Joseph Stalin was responsible for the deaths of around 20 million men, women and children by massacres, torture, starvation and execution. Figures diverse as Lord Beaverbrook, Dean Acheson, Averell Harriman and George Marshall noticed his habit of doodling pictures of snarling wolves. Sixteen days before his death, he told an Indian ambassador, Shri Menon, “When a wolf shows his teeth, you know he is not laughing.” In his paranoia he saw wolves all around him and said, “Peasants know how to handle wolves. They exterminate them.”
It is hard to explain such figures apart from evil as a palpable Foe. There was no paranoia in our Lord’s counsel to his disciples: “I am sending you as sheep among wolves. So be wise as serpents and innocent as doves” (Matthew 10:16). In that menagerie of metaphors is the strategy of spiritual combat. Wisdom and innocence destroy foolishness and naïveté.
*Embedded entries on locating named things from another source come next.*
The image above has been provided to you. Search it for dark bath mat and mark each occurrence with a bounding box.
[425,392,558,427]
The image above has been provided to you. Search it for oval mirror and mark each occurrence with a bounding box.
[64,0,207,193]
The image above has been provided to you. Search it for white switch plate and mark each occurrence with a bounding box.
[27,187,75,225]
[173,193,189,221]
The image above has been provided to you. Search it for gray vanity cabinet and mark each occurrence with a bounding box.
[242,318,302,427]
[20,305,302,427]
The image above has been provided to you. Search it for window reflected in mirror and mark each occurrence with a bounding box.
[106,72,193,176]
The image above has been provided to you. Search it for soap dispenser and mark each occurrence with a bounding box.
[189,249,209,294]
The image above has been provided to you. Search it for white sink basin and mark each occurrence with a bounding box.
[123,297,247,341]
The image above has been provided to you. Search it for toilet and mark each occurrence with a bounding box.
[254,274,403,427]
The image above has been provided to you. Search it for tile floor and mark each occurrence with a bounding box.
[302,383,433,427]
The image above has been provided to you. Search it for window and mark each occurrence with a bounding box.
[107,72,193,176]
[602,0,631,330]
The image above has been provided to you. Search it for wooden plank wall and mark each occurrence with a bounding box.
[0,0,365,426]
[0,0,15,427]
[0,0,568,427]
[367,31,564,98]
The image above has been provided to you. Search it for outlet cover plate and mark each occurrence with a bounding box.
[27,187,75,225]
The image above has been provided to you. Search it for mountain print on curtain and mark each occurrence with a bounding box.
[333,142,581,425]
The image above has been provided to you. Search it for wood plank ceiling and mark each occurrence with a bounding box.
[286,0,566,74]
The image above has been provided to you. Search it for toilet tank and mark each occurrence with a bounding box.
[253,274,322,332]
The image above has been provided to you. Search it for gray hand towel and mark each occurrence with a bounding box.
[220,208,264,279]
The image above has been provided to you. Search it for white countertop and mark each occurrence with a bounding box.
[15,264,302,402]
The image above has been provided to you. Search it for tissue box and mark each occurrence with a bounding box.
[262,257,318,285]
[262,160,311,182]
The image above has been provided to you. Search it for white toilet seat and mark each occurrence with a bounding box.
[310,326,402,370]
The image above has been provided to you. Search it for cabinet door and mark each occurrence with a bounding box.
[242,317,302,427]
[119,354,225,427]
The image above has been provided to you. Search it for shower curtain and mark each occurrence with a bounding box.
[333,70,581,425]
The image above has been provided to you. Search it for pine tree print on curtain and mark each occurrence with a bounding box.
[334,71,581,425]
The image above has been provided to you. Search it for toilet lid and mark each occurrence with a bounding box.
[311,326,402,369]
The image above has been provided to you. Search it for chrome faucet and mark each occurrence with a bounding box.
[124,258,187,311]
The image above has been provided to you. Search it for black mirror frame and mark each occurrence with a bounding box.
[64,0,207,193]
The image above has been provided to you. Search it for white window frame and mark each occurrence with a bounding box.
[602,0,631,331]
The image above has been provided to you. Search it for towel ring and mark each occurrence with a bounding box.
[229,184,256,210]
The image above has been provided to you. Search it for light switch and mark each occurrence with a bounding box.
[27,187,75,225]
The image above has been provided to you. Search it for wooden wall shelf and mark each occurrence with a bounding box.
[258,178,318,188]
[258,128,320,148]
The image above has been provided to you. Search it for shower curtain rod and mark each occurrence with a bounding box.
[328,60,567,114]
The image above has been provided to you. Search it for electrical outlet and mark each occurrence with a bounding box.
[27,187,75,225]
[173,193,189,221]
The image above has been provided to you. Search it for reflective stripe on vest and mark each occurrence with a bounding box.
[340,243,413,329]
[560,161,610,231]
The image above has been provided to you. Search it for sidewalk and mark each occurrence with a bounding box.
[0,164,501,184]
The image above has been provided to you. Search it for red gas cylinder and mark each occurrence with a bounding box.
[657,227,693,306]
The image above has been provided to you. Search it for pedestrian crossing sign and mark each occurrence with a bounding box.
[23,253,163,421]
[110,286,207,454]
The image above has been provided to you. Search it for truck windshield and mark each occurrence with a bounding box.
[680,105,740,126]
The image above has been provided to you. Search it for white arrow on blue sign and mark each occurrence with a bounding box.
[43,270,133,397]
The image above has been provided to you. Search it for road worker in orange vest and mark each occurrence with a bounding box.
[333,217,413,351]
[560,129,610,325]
Our Lord is far from foolish and naïve when he orders us to turn the other cheek, to give the tunic as well as the cloak, and to walk twice the distance that is required by the Foe. Humility is more powerful than aggression or pacificism, and “heaps coals” (Romans 12:20) on the Foe's demonic pride. This is hard to do, given the human instinct to revenge, but the Council of Trent assured that the commandments of God are not impossible to observe. His ultimate strategy in spiritual combat is: “Be holy, because I am holy” (1 Peter 1:16).
In 1983, the U.S. Bishops’ Conference issued a pastoral letter, The Challenge of Peace, which in retrospect was called unwise and naïve by Archbishop Philip Hannan of New Orleans. In World War II he had served in the 505th Parachute Regiment of the 82nd Airborne Division in the Ardennes Offensive and helped liberate a concentration camp. For a short while during the Allied occupation of Germany, he was priest-in-charge of the Cologne cathedral. The dust cover of my book, Principalities and Powers, shows armed soldiers at Mass in those bombed out ruins, and Chaplain Hannan may very well have been the priest at the altar. His last words at the age of 98, receiving Absolution on his death bed, were, “Sounds good to me.” Once when a mugger tried to rob him in Rome, the elderly archbishop struck him down and said later that he did not have time to turn the other cheek. But as a good shepherd who protected his flock from wolves, he knew that he had engaged and outwitted a Foe even fiercer than the wicked of this world.
Lent is a campaign against the aboriginal Evil One who seeks the ruin of souls. Even soldiers in a victorious army can be killed. Christ has defeated the Foe, and he protects us with “the shield of faith with which you can extinguish all the flaming arrows of the evil one” (Ephesians 6:16).